Bronwyn's mother handed me a kilo and a half of guavas. "You can make guava jelly!" she said. I've never made any sort of jam or jelly. But I looked up the recipe, and gave it a try. Neither of the recipes I looked at had a temperature, but just had vague references to different stages of gloopiness. So I took it up to about 113C when it started getting sticky. It set solid. Spoonable, but not spreadable. So I dissolved it (with two more kilos of guavas) and took it to 108C. This time it hardly set at all. OK. I tried 110C. That seems to have worked!

Church online has been an experience. The first Sunday attempted to mirror the normal service with four Youtube songs, three audio clips, the sermon on Youtube, various readings and the group Zoom chat as well. Last Sunday was a bit simpler, and we seem to be adjusting to a different routine.
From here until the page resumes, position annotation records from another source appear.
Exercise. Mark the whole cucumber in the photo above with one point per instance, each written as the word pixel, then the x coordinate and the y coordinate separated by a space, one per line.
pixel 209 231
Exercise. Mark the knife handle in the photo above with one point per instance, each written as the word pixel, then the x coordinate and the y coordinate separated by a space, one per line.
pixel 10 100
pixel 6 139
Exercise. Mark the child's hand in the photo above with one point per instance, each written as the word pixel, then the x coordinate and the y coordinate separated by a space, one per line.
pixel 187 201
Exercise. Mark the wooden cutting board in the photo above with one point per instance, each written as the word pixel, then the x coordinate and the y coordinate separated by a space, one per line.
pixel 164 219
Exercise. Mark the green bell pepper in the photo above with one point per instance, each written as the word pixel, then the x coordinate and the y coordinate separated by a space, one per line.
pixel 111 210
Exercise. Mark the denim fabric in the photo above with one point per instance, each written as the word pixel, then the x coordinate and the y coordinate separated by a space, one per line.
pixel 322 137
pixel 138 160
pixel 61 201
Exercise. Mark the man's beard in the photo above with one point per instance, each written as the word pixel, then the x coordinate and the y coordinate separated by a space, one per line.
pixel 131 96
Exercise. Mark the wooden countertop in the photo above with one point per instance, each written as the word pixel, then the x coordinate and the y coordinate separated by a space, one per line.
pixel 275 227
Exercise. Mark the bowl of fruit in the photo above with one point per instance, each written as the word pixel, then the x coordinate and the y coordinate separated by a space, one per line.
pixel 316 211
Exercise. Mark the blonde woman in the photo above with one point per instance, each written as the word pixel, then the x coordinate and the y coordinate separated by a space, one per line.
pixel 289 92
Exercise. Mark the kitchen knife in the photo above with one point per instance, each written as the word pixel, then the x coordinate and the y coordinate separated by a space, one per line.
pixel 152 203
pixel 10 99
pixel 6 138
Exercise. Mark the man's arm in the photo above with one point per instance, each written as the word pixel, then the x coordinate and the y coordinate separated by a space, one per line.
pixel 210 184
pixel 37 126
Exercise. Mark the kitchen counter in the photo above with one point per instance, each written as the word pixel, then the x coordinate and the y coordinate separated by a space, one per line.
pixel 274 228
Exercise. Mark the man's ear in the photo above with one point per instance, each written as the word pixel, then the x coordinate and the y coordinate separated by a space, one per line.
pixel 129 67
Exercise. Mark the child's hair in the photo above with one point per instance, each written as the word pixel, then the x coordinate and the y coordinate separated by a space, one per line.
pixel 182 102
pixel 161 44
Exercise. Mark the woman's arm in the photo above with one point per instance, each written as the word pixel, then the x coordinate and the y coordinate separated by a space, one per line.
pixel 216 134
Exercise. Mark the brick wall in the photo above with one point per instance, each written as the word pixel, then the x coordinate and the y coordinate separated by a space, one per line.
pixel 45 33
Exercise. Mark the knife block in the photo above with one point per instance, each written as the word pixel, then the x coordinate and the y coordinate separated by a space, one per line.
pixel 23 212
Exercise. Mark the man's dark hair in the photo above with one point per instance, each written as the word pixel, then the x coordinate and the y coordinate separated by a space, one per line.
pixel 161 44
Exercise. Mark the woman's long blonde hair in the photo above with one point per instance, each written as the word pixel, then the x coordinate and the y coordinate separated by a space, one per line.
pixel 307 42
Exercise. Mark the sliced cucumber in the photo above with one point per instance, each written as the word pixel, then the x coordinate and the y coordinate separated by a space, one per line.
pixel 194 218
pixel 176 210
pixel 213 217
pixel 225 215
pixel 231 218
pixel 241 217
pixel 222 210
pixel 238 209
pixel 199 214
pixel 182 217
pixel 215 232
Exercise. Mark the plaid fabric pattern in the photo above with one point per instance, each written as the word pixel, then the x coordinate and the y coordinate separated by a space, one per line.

Friday nights, we have a general get-together, which seems to devolve into discussions about chocolate consumption and how desperate we are for a hair cut.

Sarah is back at school, on the dinner table. Rachael is doing assignments on the sofa. Bronwyn is getting up very early to watch lectures because they've made the internet free before 9am. I've been working five or six days a week trying to finish a project that seems to get longer as we go along. Nobody is bored, which is probably a good thing. And Sarah's laptop got repaired, and we got a new TV delivered. It's been busy!

And the rain has finally arrived properly. This is good, because we can't pop down the road to borrow someone else's shower!